This meal just screams summer, its full of fresh ingredients and practically dripping in color. But only that, but it’s sure to impress and very easy to make either for 2 people or a crowd. You can take this dish to the next level by serving this with a coconut-infused rice.
4 Skinless Salmon Fillets
3 tbsp Olive Oil
2 tsp Lime Zest
3 tbsp Fresh Lime Juice
3 Cloves Garlic, Crushed
Salt and Freshly Ground Black Pepper, To Taste
1 Large Mango, Peeled and Diced
3/4 cup Chopped Red Bell Pepper
1/4 cup Chopped Fresh Cilantro
1/3 cup Chopped Red Onion, Rinsed Under Water and Drained
1 large Avocado, Peeled and Diced
1 tbsp Fresh Lime Juice
1 tbsp Olive Oil
1 tbsp Coconut Water
Salt and Pepper, To Taste
For the salmon:
In a baking dish whisk together olive oil, lime zest, lime juice, garlic and season with salt and pepper. Place salmon in baking dish, cover and allow to marinate in refrigerator 15 – 30 minutes, then flip salmon to opposite side and allow to marinate 15 – 30 minutes longer. Preheat a grill over medium-high heat during last 10 minutes of marinating.
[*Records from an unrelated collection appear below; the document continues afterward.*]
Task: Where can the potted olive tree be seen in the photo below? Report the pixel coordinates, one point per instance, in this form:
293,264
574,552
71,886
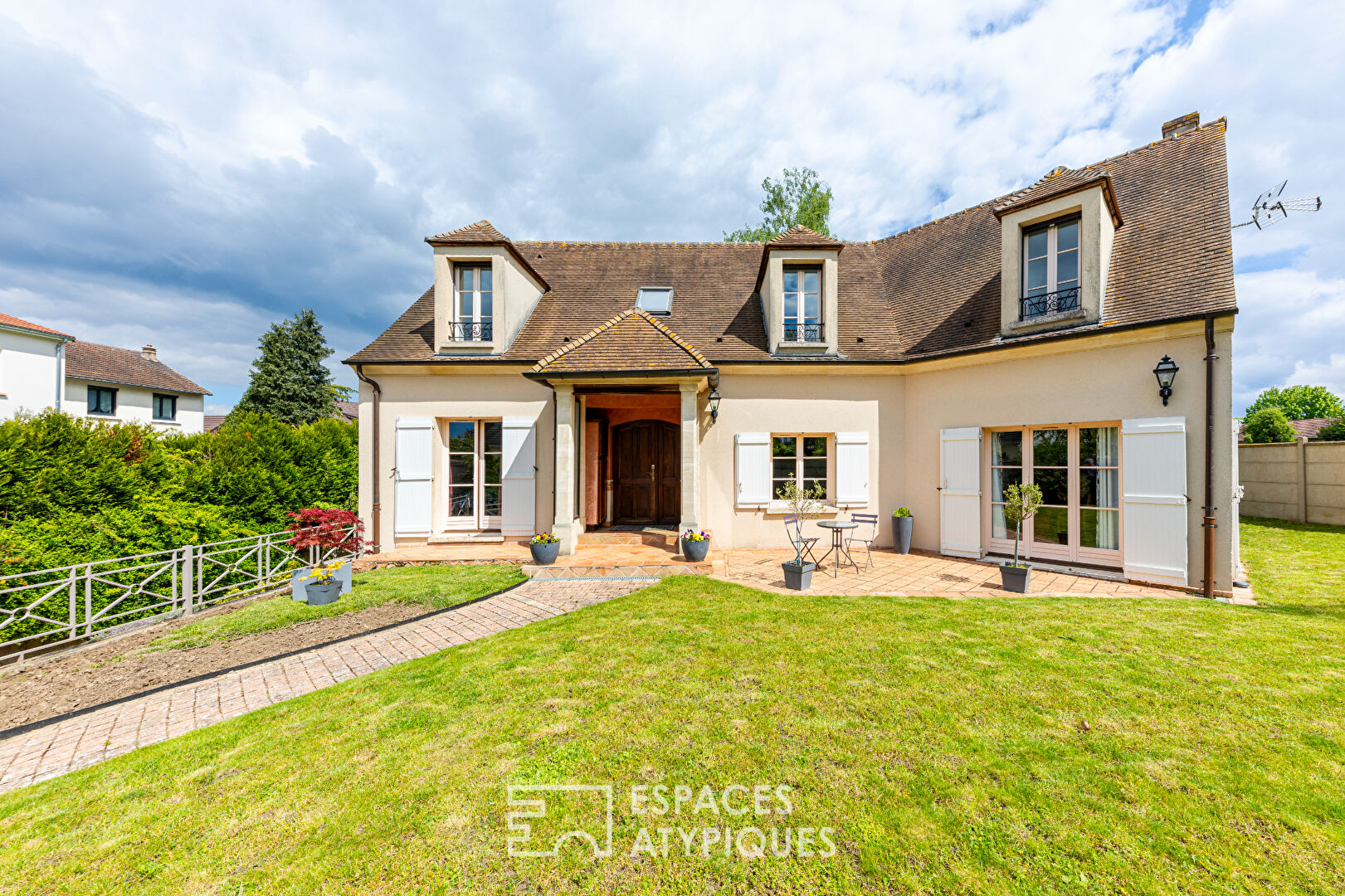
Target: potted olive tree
1021,502
805,504
545,547
901,525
Brush grill grates with oil. Place salmon on grill and grill about 3 minutes per side or until just cooked through (turn carefully as the salmon will be fragile).
For the avocado-mango salsa:
While the salmon is grilling prepare salsa. In a medium bowl toss together mango, bell pepper, cilantro, red onion, avocado, lime juice, olive oil and coconut water. Season with salt and pepper to taste.
Serve salmon warm with avocado mango salsa.